Entre muitos slice of life que já acompanhei, Ao Haru Ride foi um dos shoujos que mais me impactaram. Ainda é uma dúvida se me surpreendi por algo diferente do que esperava ou pela produção apresentar um estilo bem distinto em comparação com outros animes do gênero. Afinal, o que mais me atrai nas histórias shoujo são os laços que se formam entre os personagens, ver como eles enfrentam suas emoções, amadurecem com o tempo e deixam para trás antigas versões de si mesmos é o que torna esse tipo de narrativa tão envolvente para mim.
A obra animada, também conhecida como Blue Spring Ride, adapta o mangá de autoria de Io Sakisaka. Enquanto isso, a produção do estúdio Production I.G, foi ao ar no Japão entre julho e setembro de 2014. A série conta com 12 episódios regulares, além de 2 OVAs, com média de 23 minutos cada. Vale lembrar que a adaptação conseguiu preservar a sensibilidade da versão original, traduzindo com delicadeza as emoções presentes na trama e o estilo único da autora.
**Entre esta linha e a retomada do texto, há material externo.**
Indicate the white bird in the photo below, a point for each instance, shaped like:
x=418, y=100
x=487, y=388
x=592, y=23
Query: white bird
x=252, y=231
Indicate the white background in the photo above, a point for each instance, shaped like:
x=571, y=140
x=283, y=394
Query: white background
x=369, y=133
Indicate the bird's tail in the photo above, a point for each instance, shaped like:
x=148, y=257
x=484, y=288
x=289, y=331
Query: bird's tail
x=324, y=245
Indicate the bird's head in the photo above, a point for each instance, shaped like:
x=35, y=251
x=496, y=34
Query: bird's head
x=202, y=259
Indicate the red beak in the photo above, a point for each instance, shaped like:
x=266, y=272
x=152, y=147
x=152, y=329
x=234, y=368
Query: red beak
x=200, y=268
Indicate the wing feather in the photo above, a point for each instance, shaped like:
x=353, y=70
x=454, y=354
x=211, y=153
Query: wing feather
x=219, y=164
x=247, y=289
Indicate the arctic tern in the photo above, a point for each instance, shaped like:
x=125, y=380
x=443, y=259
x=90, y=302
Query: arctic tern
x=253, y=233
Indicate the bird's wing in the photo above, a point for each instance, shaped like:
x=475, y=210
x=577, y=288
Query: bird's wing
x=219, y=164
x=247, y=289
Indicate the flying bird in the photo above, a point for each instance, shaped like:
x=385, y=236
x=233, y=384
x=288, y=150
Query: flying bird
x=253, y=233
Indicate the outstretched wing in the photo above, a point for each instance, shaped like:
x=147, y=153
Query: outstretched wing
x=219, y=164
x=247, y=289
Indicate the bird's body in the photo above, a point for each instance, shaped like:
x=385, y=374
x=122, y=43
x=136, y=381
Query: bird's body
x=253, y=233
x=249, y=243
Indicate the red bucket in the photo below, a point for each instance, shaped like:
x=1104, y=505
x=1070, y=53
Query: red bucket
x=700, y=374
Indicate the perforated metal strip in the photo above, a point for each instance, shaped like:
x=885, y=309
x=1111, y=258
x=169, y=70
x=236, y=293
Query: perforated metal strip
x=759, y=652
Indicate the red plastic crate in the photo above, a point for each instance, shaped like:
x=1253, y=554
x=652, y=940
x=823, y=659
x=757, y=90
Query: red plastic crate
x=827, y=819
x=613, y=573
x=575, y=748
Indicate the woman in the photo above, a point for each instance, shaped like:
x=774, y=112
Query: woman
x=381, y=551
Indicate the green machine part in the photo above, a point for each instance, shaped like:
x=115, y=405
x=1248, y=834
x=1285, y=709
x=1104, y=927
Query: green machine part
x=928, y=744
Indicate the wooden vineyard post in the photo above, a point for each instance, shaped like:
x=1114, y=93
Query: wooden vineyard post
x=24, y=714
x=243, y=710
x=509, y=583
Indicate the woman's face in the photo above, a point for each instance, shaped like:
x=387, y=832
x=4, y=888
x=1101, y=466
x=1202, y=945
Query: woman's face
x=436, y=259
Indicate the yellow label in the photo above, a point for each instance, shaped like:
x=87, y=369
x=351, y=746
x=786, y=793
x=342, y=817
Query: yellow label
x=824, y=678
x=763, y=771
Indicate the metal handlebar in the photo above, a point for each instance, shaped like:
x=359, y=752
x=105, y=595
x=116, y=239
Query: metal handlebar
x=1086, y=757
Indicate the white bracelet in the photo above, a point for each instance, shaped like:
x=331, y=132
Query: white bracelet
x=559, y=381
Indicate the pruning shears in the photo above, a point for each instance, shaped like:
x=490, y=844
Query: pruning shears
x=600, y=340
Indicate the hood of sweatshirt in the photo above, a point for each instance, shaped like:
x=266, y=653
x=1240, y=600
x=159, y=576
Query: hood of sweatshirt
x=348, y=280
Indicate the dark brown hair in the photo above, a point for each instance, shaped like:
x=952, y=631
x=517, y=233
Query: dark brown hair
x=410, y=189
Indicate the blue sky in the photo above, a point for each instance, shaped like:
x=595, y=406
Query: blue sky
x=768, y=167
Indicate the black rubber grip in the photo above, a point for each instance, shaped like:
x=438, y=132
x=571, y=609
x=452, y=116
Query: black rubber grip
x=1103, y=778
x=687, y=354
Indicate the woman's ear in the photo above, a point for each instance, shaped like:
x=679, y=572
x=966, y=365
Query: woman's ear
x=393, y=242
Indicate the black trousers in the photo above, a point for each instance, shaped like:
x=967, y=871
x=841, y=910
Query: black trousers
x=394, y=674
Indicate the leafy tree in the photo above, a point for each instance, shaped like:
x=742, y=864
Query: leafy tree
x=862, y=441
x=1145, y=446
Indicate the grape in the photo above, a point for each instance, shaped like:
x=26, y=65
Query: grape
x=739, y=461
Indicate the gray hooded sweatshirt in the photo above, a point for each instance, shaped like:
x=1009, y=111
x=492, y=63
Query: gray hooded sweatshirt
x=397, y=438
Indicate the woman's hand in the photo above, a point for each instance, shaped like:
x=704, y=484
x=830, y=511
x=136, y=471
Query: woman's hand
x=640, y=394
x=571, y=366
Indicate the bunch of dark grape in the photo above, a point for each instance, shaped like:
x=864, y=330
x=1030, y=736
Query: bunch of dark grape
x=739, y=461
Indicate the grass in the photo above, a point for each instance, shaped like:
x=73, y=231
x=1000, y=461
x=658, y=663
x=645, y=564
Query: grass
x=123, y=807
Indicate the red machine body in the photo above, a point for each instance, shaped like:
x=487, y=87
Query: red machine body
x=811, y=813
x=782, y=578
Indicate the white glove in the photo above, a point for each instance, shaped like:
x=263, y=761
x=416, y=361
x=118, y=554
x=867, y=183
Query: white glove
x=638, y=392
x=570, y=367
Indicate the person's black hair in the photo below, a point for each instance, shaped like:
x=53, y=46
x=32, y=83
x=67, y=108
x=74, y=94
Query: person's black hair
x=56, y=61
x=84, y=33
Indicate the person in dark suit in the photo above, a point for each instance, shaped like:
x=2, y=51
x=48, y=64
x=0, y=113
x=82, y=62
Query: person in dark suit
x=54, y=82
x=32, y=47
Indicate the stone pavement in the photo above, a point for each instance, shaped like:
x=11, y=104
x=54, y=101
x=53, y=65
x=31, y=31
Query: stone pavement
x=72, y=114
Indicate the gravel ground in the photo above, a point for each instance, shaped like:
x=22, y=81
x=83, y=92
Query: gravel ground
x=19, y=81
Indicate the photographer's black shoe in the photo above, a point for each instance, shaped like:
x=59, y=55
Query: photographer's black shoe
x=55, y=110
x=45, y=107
Não é à toa que tanto o anime quanto os OVAs foram muito bem recebidos pelo público, especialmente entre os adolescentes e jovens adultos, que se enxergaram nas experiências e conflitos vividos pelos protagonistas. É relevante destacar que o mangá também foi um enorme sucesso de vendas, figurando entre os títulos mais populares nos anos de 2013 e 2014. Afinal, a identificação com os personagens e os temas abordados ajudou a obra a alcançar esse reconhecimento.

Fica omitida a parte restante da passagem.